Do you care about Workers’ Rights?

Learn about your own rights and the rights of other working people. Consider how rights have been expanded historically. Discuss how efforts to reduce rights today might be countered – or how to expand upon existing rights and make them available to more groups of employees.

The focus of this certificate is on workers' rights in the U.S.  However, coursework in this program allows for the opportunity to learn about rights in other countries because some international experience could inform proposals for change in the U.S.  And if you are an international student, the same insight applies – by learning about workers' rights in the U.S., you can examine potential ways to improve conditions for workers in your own country.

As with other SMLR graduate certificates, this certificate program requires successful completion, with a B or better, of four 3-credit graduate courses.  If you later decide to continue on to the full Master of Labor and Employment Relations program, all these courses would count toward that degree.

Part A:  Current legal rights and their enforcement

At least one course is required in this area. Students may choose to take up to two more.

  • Employment Law (38:533:566)  
  • Immigration Law (38:578:521)
  • Labor Law (38:578:550)
  • Enforcing Worker Rights (38:578:515)

Part B:  The context of rights; their institutional variety; how worker action and public policy can expand rights 

At least one course is required in this area. Students may choose to take up to two more.

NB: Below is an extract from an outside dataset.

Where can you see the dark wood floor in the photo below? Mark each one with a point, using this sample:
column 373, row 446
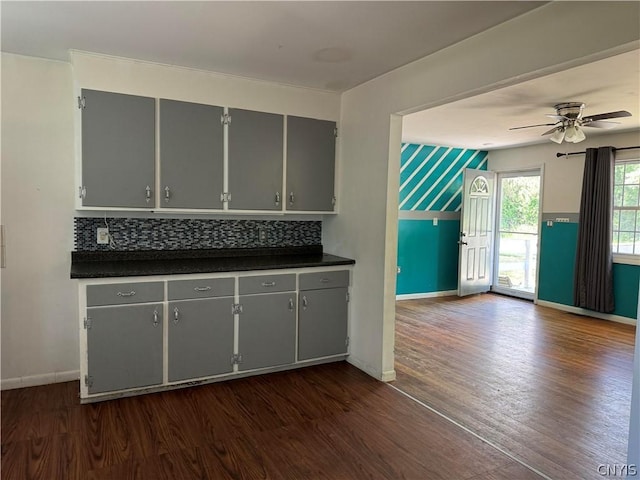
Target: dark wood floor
column 324, row 422
column 550, row 387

  • Organizing for Social Change (38:578:559) 
  • Collective Bargaining (38:578:560)
  • Global Employment Relations Today (38:578:566)
  • Economics and Public Policy in a Global Context (38:578:527)
  • Globalization and the Future of Employment (38:578:555)
  • Public Sector Employment Issues (38:578:525)
  • Employment Relations in Sports (38:578:528)
  • Labor/Employment History (38:578:612)
  • Shaping the Future of Work (38:578:567)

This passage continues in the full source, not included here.